Vehicle deliveries have proven to be a challenge for Tesla in the past. During the first quarter, it was the company’s delivery delays and difficulties that ultimately resulted in over 10,000 vehicles being in transit at the end of March. It was also delivery challenges that sparked the Tesla community’s initiative to help the company out during its end-of-quarter pushes.
Tesla’s second-quarter results will likely have the potential to affect the negative narrative surrounding the electric car maker. Since posting lower-than-expected delivery and production figures in the Q1 2019, Tesla critics have insisted on the idea that demand for the Model S, X, and 3 have been exhausted, or at most, overestimated. Musk, for his part, has directly addressed these concerns, assuring investors during the annual shareholder meeting that there is more than enough demand for the company’s electric cars.
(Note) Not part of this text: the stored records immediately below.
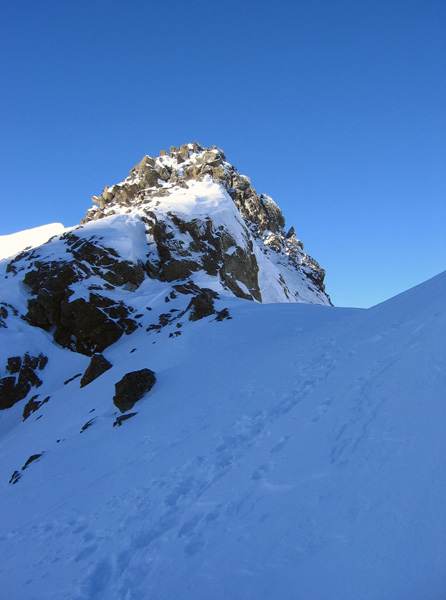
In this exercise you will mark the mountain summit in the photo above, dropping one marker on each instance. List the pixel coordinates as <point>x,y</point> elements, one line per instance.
<point>164,434</point>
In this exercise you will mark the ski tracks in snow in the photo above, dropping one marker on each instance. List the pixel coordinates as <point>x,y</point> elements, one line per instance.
<point>181,507</point>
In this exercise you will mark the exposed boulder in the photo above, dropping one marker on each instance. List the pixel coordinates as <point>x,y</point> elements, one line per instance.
<point>132,387</point>
<point>202,305</point>
<point>207,248</point>
<point>22,377</point>
<point>85,326</point>
<point>33,405</point>
<point>98,365</point>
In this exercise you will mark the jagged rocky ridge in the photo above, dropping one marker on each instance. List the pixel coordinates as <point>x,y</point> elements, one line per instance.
<point>184,229</point>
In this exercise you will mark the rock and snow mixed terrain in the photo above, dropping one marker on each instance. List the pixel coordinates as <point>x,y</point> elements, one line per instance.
<point>285,450</point>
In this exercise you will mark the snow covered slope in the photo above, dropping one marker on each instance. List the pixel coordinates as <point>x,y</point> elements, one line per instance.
<point>291,451</point>
<point>29,238</point>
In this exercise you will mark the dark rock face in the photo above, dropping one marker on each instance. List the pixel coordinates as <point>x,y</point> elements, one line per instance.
<point>85,326</point>
<point>23,376</point>
<point>132,387</point>
<point>202,305</point>
<point>152,178</point>
<point>119,420</point>
<point>98,365</point>
<point>33,405</point>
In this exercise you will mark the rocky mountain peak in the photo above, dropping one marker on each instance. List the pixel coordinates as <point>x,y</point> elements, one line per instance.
<point>153,177</point>
<point>182,168</point>
<point>184,229</point>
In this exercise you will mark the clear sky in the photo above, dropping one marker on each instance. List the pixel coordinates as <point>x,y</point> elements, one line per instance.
<point>336,109</point>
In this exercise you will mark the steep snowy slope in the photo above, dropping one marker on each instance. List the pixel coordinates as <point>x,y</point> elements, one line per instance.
<point>291,451</point>
<point>29,238</point>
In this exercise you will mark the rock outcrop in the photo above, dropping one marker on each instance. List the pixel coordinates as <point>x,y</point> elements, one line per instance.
<point>132,387</point>
<point>21,379</point>
<point>98,365</point>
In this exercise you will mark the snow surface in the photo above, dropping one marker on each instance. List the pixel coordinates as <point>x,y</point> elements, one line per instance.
<point>29,238</point>
<point>293,452</point>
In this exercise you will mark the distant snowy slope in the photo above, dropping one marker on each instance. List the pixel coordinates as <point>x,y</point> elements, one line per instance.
<point>29,238</point>
<point>293,451</point>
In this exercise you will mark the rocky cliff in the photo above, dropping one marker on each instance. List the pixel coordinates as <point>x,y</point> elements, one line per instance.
<point>184,229</point>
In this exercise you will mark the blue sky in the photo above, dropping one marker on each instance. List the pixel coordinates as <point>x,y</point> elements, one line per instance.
<point>334,108</point>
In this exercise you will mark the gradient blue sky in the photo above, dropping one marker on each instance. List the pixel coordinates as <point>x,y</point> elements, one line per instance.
<point>334,108</point>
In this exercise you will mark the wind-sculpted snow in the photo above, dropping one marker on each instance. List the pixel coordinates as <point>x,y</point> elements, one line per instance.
<point>292,452</point>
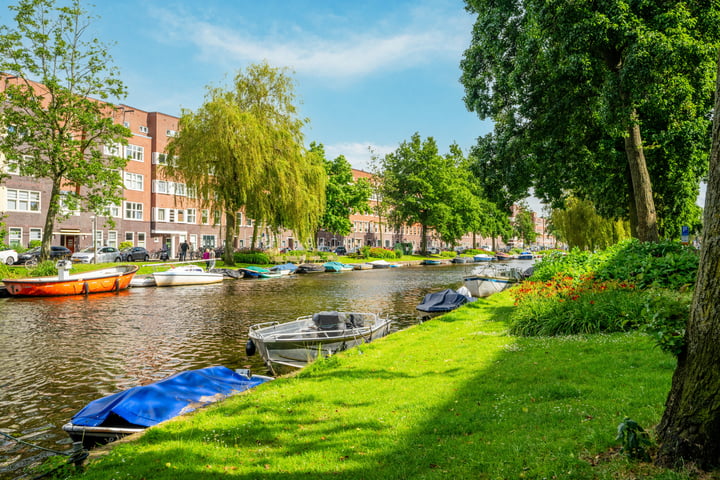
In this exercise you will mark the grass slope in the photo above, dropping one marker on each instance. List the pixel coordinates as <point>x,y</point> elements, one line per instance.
<point>455,397</point>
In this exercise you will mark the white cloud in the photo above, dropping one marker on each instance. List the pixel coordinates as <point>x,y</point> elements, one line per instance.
<point>358,154</point>
<point>424,40</point>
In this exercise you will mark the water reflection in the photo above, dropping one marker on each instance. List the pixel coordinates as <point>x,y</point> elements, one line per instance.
<point>57,354</point>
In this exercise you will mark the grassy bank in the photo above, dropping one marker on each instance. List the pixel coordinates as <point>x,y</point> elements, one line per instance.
<point>455,397</point>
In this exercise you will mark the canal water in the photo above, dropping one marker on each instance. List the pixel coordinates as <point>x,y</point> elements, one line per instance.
<point>57,354</point>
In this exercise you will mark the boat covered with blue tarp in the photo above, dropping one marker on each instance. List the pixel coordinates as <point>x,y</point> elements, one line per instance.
<point>437,303</point>
<point>130,411</point>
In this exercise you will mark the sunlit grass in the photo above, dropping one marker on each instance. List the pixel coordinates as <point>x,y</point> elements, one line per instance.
<point>455,397</point>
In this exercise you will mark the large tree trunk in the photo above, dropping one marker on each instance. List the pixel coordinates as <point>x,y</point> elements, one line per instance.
<point>228,256</point>
<point>690,428</point>
<point>647,230</point>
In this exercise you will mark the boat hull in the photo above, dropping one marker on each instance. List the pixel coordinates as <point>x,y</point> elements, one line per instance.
<point>289,346</point>
<point>98,281</point>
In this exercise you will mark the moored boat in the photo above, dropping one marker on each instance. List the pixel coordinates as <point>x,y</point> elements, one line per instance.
<point>291,345</point>
<point>428,261</point>
<point>492,279</point>
<point>131,411</point>
<point>310,268</point>
<point>186,275</point>
<point>336,267</point>
<point>438,303</point>
<point>285,268</point>
<point>64,283</point>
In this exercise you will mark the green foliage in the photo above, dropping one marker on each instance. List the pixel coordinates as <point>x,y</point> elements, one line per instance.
<point>343,196</point>
<point>635,440</point>
<point>537,70</point>
<point>43,269</point>
<point>378,252</point>
<point>243,150</point>
<point>47,44</point>
<point>579,225</point>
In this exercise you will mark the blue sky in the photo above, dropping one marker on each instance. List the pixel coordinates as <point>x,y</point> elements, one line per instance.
<point>367,74</point>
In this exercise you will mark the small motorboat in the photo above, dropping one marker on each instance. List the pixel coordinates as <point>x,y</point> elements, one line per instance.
<point>292,345</point>
<point>428,261</point>
<point>186,275</point>
<point>131,411</point>
<point>492,278</point>
<point>260,272</point>
<point>64,283</point>
<point>383,264</point>
<point>311,268</point>
<point>438,303</point>
<point>285,268</point>
<point>336,267</point>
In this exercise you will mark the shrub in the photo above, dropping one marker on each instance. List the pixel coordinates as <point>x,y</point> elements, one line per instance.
<point>256,258</point>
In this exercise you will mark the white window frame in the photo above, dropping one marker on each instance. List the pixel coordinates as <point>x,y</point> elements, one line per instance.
<point>15,236</point>
<point>135,152</point>
<point>133,181</point>
<point>133,210</point>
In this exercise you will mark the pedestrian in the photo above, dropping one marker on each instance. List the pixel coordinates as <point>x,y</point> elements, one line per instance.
<point>206,257</point>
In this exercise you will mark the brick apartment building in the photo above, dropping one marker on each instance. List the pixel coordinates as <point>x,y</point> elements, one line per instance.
<point>157,212</point>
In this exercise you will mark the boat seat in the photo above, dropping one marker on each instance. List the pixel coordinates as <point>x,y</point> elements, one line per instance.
<point>355,320</point>
<point>329,320</point>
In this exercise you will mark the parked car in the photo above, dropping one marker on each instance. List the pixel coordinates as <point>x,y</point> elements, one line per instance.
<point>133,254</point>
<point>104,255</point>
<point>8,257</point>
<point>56,253</point>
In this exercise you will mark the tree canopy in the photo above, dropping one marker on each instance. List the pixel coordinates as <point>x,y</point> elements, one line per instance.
<point>243,149</point>
<point>421,186</point>
<point>54,109</point>
<point>608,101</point>
<point>343,195</point>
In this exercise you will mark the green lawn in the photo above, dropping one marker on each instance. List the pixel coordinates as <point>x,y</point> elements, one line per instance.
<point>455,397</point>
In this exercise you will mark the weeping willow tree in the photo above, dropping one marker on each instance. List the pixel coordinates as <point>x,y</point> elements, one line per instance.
<point>242,149</point>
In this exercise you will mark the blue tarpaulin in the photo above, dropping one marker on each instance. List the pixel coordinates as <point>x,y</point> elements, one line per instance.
<point>444,301</point>
<point>181,393</point>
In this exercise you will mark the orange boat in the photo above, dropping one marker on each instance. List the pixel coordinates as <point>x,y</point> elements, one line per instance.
<point>106,280</point>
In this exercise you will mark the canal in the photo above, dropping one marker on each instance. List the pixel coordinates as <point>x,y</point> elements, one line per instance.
<point>57,354</point>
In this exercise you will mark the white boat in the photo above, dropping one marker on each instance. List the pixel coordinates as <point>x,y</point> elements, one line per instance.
<point>291,345</point>
<point>186,275</point>
<point>383,264</point>
<point>492,279</point>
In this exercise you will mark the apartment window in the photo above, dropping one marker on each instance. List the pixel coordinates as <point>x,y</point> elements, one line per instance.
<point>35,234</point>
<point>14,236</point>
<point>135,152</point>
<point>160,215</point>
<point>23,200</point>
<point>160,186</point>
<point>159,158</point>
<point>112,210</point>
<point>133,211</point>
<point>209,241</point>
<point>133,181</point>
<point>113,149</point>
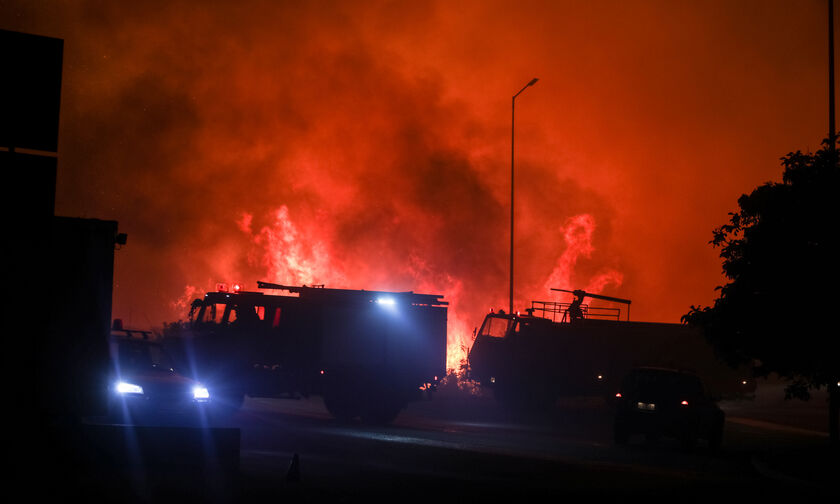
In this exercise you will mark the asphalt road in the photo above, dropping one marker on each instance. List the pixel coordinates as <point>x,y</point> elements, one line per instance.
<point>460,445</point>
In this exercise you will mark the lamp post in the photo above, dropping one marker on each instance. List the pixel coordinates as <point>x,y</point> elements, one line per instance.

Amidst Tesla’s end-of-Q2 push, Oppenheimer analyst Colin Rusch has reiterated his “Outperform” rating on the company. “We continue to believe TSLA is likely selling higher-end Model 3’s with sufficiently robust ASP’s and GM to drive shares higher when it announces 2Q:19 deliveries next week. We believe strong sell-through in the US/EU will support deliveries in 2Q/3Q, and we note that in China sales support for 2H19 remains a key uncertain variable in the debate on TSLA valuation,” Rusch wrote.
As of writing, Tesla stock is trading +1.13% at $222.25 per share.
Disclosure: I have no ownership in shares of TSLA and have no plans to initiate any positions within 72 hours.